Among the consolidated domestic subsidiaries, Kia and Hyundai HYSCO have been listed on the Korea Stock Exchange,
and Bontek is under composition with creditors according to the Composition Act.
In 2002, the Company added two domestic companies including Daimler Hyundai Truck Co., Ltd. and ten overseas
companies including Hyundai Motor Europe GmbH (HME) to its consolidated subsidiaries. The details of these changes in
the scope of consolidation are as follows:
(1) DongFeng Yueda Kia Motor Co., Ltd. (formerly Hyundai-Kia-Yueda Motor Company) and Daimler Hyundai Truck Co.,
Ltd. whose equity securities had been accounted for using the equity method in 2001 are included in the consolidation
mainly due to the holding and acquisition of ownership enabling the Company and its subsidiaries to exercise
substantial control.
(2) Hyundai Motor Europe GmbH (HME) and Autoever, which had not been included in the consolidation nor accounted for
using the equity method in 2001, are included in 2002 consolidation since its individual total assets at the end of the
preceding year exceeded the required level of 7,000 million ($5,831 thousand).
(3) Hyundai Motor Manufacturing Alabama, LLC (HMMA), Kia Motors Europe GmbH (KME), Kia Motors Belgium (KMB), Kia
Motors Czech s.r.o. (KMCZ), Kia Motors (UK) Ltd. (KMUK), Kia Motors Austria GmbH (KMAS), Kia Motors Hungary Kft
(KMH) and Hyundai Auto Canada Captive Insurance Incorporation (HACCII) are included in the consolidation due to the
new acquisition of ownership enabling the Company and its subsidiaries to exercise substantial control.
HYUNDAI MOTOR COMPANY AND SUBSIDIARIES: Financial Statements 2002
The inclusion of the individual accounts of the subsidiaries mentioned above in the Company’s 2002 consolidated financial
statements increased the Company’s consolidated assets, shareholders’ equity and revenues by 698,043 million
($581,509 thousand), 29,926 million ($24,930 thousand) and 1,094,755 million ($911,992 thousand), respectively and
decreased consolidated net income by 22,069 million ($18,385 thousand) [I2] as compared to the results using the
previous scope of consolidation.
In 2002, Korea Precision Co., Ltd, which was an indirect consolidated subsidiary through investment of WIA, one of the
Company’s domestic subsidiaries, was merged into Hyundai Dymos (formerly Korea Drive Train System), another
subsidiary.

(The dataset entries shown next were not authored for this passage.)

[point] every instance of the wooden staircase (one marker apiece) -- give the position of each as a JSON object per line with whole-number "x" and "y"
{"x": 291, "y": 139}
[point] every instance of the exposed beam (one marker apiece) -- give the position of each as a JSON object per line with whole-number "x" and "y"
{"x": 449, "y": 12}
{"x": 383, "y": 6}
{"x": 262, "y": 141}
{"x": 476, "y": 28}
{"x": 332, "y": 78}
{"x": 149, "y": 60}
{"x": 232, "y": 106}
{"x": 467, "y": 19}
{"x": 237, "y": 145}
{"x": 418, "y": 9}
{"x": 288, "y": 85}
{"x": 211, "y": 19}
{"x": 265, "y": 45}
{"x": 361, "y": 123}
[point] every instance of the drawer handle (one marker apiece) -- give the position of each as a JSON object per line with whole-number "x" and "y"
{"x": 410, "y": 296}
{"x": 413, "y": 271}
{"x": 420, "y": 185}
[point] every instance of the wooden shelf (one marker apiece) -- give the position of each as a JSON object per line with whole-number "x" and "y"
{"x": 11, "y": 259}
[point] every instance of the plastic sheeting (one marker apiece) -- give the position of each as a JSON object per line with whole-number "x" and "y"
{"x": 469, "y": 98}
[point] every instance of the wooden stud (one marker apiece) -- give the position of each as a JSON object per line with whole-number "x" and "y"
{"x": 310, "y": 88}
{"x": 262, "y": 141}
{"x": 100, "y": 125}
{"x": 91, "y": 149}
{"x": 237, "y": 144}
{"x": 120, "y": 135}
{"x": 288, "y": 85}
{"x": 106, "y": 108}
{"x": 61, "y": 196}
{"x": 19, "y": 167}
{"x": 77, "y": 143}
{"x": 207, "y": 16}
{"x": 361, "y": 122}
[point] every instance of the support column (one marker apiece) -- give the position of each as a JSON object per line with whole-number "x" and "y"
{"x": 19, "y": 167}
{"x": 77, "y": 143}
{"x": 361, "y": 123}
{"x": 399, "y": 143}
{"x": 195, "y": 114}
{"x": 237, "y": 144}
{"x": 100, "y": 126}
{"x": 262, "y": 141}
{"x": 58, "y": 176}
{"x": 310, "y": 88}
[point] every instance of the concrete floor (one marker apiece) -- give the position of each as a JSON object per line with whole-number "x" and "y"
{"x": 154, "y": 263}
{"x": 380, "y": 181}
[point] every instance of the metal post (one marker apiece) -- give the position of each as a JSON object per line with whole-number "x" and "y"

In accordance with financial accounting standards for consolidated financial statements in the Republic of
Korea, which state that when consolidated companies are merged together during a fiscal year, consolidated financial
statements would reflect this transaction as if the controlling company acquired additional interest rather than a merger
took place, the net income for Korea Precision Co., Ltd. as of the merger date, amounting to 4,864 million ($4,052
thousand), is reflected in the consolidated income statement.
In 2001, the Company added seven domestic companies including ROTEM (formerly Korea Rolling Stock Co.) and four
overseas companies including Hyundai-Assan Otomotiv Sanayi Ve Ticaret Anonim Sirketi to its consolidated subsidiaries.

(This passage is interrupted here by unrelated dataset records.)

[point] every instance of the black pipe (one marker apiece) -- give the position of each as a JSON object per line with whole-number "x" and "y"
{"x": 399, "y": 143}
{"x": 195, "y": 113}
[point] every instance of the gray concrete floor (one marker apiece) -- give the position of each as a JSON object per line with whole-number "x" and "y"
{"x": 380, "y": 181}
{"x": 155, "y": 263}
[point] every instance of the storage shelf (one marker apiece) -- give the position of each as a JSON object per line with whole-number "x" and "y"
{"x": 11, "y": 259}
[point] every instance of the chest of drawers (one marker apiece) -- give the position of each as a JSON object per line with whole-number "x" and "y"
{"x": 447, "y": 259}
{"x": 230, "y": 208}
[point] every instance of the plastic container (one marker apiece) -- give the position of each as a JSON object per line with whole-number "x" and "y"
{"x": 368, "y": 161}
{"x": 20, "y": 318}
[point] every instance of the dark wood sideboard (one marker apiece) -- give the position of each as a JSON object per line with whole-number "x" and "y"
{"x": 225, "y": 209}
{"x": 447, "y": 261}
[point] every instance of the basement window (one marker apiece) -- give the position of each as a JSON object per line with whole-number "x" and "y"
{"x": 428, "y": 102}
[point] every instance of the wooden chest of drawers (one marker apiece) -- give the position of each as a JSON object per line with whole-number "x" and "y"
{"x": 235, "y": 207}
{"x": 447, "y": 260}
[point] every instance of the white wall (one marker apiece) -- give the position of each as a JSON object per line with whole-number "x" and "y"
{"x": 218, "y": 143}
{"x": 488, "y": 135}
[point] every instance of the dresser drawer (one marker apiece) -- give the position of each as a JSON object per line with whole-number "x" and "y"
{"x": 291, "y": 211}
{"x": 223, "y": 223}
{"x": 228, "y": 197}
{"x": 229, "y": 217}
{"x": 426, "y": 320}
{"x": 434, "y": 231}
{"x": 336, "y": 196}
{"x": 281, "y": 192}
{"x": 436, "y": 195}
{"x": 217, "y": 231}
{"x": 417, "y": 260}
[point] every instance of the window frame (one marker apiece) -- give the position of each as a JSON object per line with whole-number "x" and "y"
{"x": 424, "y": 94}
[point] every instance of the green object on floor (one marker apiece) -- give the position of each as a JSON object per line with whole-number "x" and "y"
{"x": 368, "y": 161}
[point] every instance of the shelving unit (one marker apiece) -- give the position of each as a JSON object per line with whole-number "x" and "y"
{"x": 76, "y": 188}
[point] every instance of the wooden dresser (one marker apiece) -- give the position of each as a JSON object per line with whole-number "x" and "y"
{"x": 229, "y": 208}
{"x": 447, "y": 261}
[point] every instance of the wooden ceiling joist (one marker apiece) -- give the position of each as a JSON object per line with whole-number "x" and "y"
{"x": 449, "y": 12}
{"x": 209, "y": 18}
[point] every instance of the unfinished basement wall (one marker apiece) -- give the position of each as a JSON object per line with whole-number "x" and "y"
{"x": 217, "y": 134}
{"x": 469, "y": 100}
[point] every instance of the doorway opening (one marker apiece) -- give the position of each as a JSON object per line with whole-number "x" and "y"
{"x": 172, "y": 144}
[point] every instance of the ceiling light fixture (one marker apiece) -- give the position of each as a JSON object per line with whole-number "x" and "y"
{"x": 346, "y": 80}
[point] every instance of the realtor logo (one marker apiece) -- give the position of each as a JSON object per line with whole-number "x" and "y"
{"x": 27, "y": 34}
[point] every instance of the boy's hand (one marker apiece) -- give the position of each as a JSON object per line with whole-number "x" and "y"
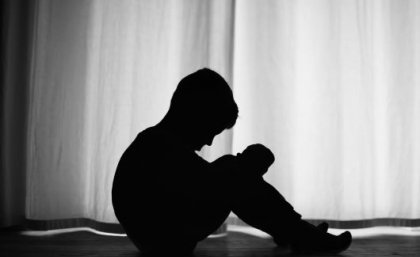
{"x": 258, "y": 158}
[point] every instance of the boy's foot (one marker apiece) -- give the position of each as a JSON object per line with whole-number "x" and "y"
{"x": 323, "y": 227}
{"x": 326, "y": 243}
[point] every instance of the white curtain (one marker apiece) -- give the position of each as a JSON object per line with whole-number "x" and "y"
{"x": 332, "y": 87}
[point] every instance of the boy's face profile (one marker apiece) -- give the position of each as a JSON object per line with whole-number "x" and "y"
{"x": 203, "y": 134}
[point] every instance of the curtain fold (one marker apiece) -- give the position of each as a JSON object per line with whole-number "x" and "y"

The details of these changes in the scope of consolidation are as follows:
(1) ROTEM (formerly Korea Rolling Stock Co.), Hyundai-Assan Otomotiv Sanayi Ve Ticaret Anonim Sirketi, Hyundai Pipe of
America, Inc. and Hyundai-Huy Hoang Pipe Company Limited whose equity securities had been accounted for using
the equity method in 2000 are included in consolidation mainly due to the increase in the Company’s and its
subsidiaries’ ownership.
(2) Cheju Dynasty Co., Ltd, which had not been included in the consolidation nor accounted for using the equity method in
2000, is included in 2001 consolidation since its individual total assets at the end of the preceding year exceeded the
required level of 7,000 million ($5,831 thousand).
(3) Hyundai Powertech, WIA Corporation, WISCO, Korea Precision Co., Ltd, Bontek and Kia Heavy Industries U.S.A., Corp.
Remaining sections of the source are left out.